Cambridge-based tech firm in talks with Hytera about a possible takeover
Companies: Sepura
Communications technology specialist Sepura Plc (LSE: SEPU), saw Group revenue fall more than 50% in the first half of the year, as the Cambridge-based tech company continued to experience challenging market conditions.
Group revenue fell to €43.3m from €92.9m last year, resulting in an Adj EBITDA loss of €10.6m and a pre-tax loss of €62.1m, versus the reported Adj EBITDA of €9.2m and pre-tax profit of €6.2m last year.
Management says they have taken actions to strengthen the business model, with initiatives to improve cash generation and cut costs:
"Cost reduction programme delivered €2.9 million of opex savings in H1 compared to H2/16"

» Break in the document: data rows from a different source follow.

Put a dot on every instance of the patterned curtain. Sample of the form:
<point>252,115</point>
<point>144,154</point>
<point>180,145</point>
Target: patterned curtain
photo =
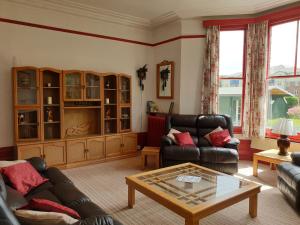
<point>210,84</point>
<point>256,83</point>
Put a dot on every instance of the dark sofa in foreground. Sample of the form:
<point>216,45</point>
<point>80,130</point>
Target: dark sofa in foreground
<point>223,159</point>
<point>59,189</point>
<point>288,180</point>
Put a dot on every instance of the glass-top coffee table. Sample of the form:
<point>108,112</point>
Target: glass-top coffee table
<point>193,201</point>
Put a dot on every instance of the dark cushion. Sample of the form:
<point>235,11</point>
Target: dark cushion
<point>218,155</point>
<point>183,123</point>
<point>296,158</point>
<point>207,123</point>
<point>290,174</point>
<point>184,153</point>
<point>56,176</point>
<point>69,195</point>
<point>15,199</point>
<point>89,209</point>
<point>6,215</point>
<point>38,163</point>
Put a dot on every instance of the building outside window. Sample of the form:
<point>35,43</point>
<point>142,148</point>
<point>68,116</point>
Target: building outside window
<point>284,75</point>
<point>231,73</point>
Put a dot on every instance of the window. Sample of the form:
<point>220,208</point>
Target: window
<point>284,76</point>
<point>231,74</point>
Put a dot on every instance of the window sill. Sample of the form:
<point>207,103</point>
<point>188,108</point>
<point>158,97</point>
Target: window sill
<point>271,135</point>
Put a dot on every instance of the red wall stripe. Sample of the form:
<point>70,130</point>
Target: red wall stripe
<point>22,23</point>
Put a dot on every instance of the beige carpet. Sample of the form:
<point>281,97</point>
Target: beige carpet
<point>105,185</point>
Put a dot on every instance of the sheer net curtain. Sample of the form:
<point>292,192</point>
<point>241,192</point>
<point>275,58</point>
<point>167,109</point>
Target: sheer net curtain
<point>210,84</point>
<point>255,112</point>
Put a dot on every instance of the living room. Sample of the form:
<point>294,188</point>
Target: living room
<point>97,97</point>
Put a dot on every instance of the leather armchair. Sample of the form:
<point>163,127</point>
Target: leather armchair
<point>223,159</point>
<point>288,180</point>
<point>59,189</point>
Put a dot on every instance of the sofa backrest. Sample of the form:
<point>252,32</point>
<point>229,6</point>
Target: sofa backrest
<point>183,123</point>
<point>207,123</point>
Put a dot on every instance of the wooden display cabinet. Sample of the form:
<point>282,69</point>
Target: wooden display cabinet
<point>110,103</point>
<point>85,149</point>
<point>51,103</point>
<point>72,117</point>
<point>26,86</point>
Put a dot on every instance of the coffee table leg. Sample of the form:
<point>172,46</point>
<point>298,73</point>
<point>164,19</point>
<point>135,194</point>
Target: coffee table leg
<point>131,196</point>
<point>255,166</point>
<point>253,205</point>
<point>191,221</point>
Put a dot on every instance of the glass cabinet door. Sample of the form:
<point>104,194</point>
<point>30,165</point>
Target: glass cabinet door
<point>125,119</point>
<point>125,97</point>
<point>28,124</point>
<point>92,86</point>
<point>73,88</point>
<point>27,88</point>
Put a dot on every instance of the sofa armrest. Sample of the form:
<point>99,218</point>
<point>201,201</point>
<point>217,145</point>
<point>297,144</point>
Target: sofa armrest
<point>97,220</point>
<point>166,141</point>
<point>233,143</point>
<point>296,158</point>
<point>38,163</point>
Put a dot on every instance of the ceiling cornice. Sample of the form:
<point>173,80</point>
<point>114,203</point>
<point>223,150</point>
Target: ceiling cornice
<point>83,10</point>
<point>165,18</point>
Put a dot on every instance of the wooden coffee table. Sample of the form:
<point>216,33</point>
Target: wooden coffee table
<point>270,156</point>
<point>214,192</point>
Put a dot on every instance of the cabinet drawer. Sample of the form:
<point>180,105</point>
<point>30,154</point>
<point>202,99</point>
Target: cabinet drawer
<point>95,148</point>
<point>76,151</point>
<point>113,145</point>
<point>129,143</point>
<point>28,151</point>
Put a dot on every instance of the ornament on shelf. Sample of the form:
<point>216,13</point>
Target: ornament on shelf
<point>49,115</point>
<point>141,72</point>
<point>49,100</point>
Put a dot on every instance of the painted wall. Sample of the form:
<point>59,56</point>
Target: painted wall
<point>22,46</point>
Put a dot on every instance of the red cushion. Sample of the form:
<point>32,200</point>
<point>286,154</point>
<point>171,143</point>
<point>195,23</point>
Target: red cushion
<point>184,139</point>
<point>23,177</point>
<point>220,138</point>
<point>50,206</point>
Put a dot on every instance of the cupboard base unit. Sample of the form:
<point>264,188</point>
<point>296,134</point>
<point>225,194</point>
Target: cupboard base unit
<point>81,151</point>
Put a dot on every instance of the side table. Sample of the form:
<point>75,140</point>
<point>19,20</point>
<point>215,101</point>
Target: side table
<point>270,156</point>
<point>150,151</point>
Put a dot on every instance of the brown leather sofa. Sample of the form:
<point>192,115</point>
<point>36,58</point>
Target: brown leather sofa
<point>223,159</point>
<point>59,189</point>
<point>288,180</point>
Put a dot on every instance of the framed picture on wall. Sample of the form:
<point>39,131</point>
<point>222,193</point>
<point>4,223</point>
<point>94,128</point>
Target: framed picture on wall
<point>165,80</point>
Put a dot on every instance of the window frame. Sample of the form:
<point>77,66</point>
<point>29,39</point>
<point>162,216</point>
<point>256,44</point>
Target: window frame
<point>238,129</point>
<point>269,133</point>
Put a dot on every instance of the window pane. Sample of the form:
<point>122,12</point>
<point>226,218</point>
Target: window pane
<point>283,49</point>
<point>284,101</point>
<point>230,99</point>
<point>298,54</point>
<point>231,53</point>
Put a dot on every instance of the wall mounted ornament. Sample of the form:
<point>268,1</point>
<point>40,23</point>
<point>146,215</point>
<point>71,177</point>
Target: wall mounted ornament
<point>165,80</point>
<point>141,73</point>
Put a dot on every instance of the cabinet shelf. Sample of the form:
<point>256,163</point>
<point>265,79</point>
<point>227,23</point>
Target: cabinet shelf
<point>51,105</point>
<point>82,107</point>
<point>28,124</point>
<point>53,122</point>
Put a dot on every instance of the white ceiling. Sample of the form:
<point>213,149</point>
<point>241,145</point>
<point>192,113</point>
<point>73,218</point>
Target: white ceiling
<point>153,9</point>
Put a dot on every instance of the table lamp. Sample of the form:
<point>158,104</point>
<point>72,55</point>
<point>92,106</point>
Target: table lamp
<point>285,128</point>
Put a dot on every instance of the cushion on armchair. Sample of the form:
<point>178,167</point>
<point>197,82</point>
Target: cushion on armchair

CEO David Barrass said some of the company's cost-cutting initiatives had impacted short-term revenues and profitability, and it is worth noting that the firm's order backlog is 51.7% larger than H116, at €86.2m, and its closing net debt position is 23% better than last year, at €89.2m.
During the period, SEPU raised €73.7m from shareholders, had some of its banking arrangements revised, and reached an agreement with lenders to defer some debt repayments, "providing sufficient liquidity for at least the next 12 months".

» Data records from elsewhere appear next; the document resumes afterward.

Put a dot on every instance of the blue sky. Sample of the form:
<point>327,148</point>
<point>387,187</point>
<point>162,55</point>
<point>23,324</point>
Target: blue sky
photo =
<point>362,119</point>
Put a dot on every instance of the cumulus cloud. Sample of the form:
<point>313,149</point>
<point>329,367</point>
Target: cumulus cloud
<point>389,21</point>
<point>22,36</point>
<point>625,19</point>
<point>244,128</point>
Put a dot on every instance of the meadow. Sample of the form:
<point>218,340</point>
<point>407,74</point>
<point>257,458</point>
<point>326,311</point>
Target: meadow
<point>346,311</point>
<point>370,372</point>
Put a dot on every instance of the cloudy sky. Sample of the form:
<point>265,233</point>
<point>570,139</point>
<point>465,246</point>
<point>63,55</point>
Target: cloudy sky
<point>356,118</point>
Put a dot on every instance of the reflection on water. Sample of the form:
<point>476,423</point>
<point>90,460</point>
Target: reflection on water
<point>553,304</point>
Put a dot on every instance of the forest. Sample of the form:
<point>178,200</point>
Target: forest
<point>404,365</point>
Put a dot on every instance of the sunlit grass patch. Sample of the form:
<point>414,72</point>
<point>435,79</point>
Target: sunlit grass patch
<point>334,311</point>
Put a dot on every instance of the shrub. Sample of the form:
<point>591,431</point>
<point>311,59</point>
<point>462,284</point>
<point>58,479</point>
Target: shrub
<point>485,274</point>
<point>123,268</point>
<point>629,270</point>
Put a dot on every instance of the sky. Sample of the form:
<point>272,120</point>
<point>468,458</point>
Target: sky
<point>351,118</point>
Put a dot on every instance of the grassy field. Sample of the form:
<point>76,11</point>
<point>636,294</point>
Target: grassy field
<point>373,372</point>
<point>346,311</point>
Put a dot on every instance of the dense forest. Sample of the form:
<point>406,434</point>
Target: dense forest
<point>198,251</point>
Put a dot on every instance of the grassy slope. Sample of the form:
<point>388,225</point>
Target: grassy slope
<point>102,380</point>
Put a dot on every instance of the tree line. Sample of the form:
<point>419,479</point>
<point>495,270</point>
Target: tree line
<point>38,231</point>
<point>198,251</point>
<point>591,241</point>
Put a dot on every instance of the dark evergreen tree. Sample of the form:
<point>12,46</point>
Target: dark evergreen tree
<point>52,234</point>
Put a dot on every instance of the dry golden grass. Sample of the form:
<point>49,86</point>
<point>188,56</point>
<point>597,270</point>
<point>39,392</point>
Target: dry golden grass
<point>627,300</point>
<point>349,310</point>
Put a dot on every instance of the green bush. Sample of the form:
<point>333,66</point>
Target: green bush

As announced in early November, the company is in discussions with Hytera Communications about a possible takeover. The move pushed Sepura shares up 50%, but today's announcement has sent the share price down 10% in early trading.
Interim CEO David Barrass, said management had responded proactively to the challenging start to the year:
"We are also seeing positive initial results from our initiatives to reduce costs and improve cash generation, albeit with the expected short-term impact on revenues and profitability.
Our focus is on restoring shareholder value and, while there is considerable work needed to rebuild confidence in our business, I am encouraged by our strong order book for H2 and the commitment I have seen from our customers, partners and employees."